Porque cuando las narrativas se vuelven dogmas, la poesía puede recordar que toda construcción humana es provisional.
Cuando los discursos políticos pretenden convertirse en verdades absolutas, la poesía introduce la duda.
Cuando el lenguaje se degrada en propaganda, la poesía recupera su profundidad simbólica.
La lectura de Orwell deja ver con claridad una tensión permanente: el lenguaje puede servir tanto a la manipulación como a la lucidez.
La diferencia no está en las palabras, sino en la conciencia con la que se utilizan.
Por eso la educación, el pensamiento crítico y el cultivo de la sensibilidad estética se vuelven herramientas fundamentales para las sociedades que aspiran a preservar su libertad.
El problema no es que existan narrativas colectivas —toda sociedad las necesita—, sino que esas narrativas se vuelvan incuestionables.
Después de cerrar el libro de Orwell queda la impresión de que Rebelión en la granja no describe únicamente un episodio histórico del siglo XX.
Describe un mecanismo humano.
La facilidad con la que los ideales pueden deformarse.
La rapidez con la que el poder aprende a apropiarse del lenguaje.
Y la importancia de mantener viva la capacidad crítica frente a los relatos que organizan nuestra vida social.

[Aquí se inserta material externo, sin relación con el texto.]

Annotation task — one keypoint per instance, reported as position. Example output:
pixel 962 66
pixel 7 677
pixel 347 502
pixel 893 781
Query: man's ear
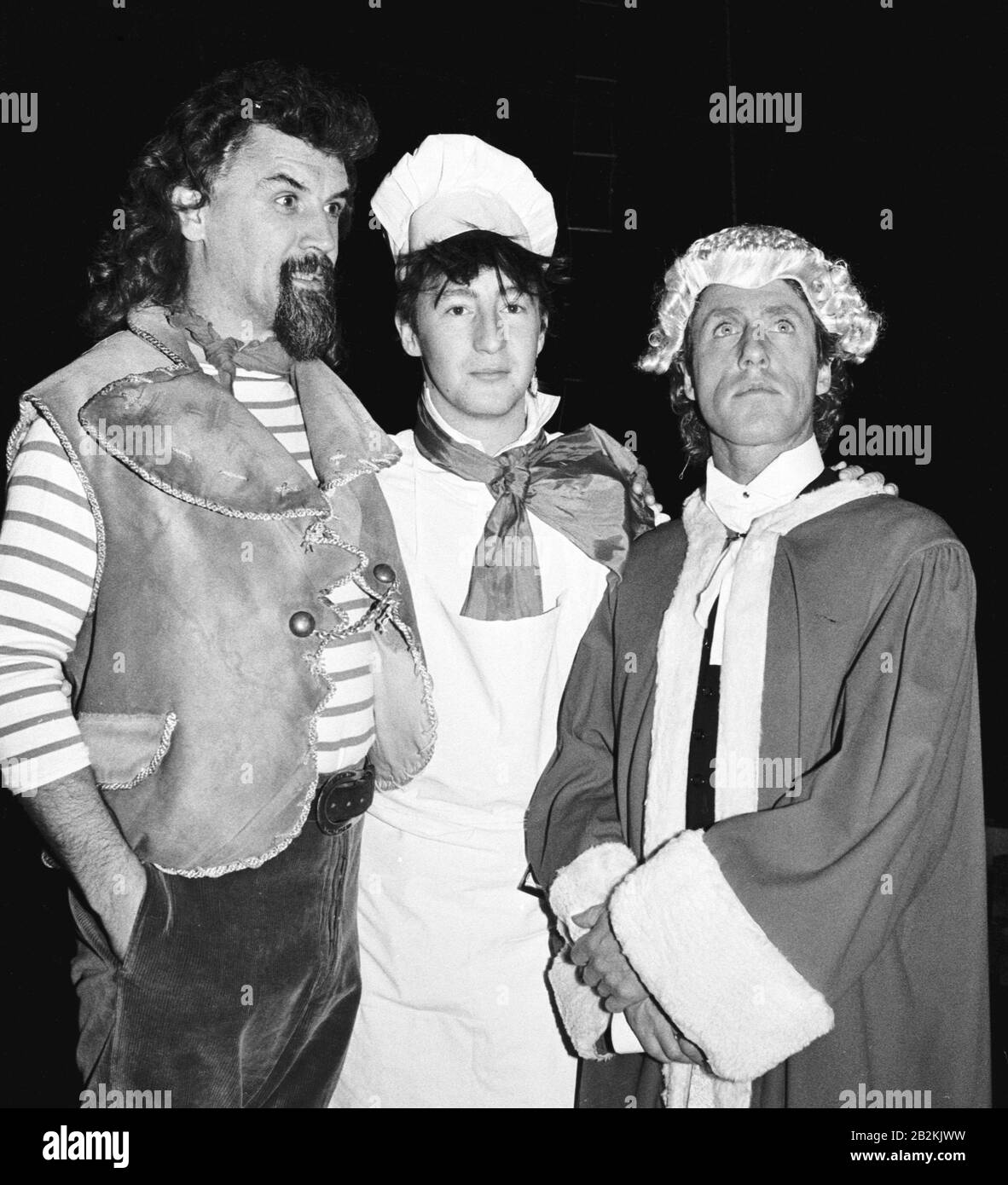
pixel 407 336
pixel 543 327
pixel 688 386
pixel 823 379
pixel 191 213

Quizá por eso la lectura de este libro resulta tan pertinente en nuestro tiempo.
Nos recuerda que la libertad no se sostiene únicamente en las instituciones políticas.
También se sostiene en la calidad de las palabras que usamos para pensar el mundo.
Y en ese territorio —el territorio del lenguaje— la poesía continúa siendo una de las formas más profundas de lucidez.
Referencias
Orwell, G. (2025). Rebelión en la granja. Ediciones Dos Puntos.
Martínez Barradas, M. A. (2026).
Manifiesto del Saber infinitista. Sabersinfin / Mundo Iluminado.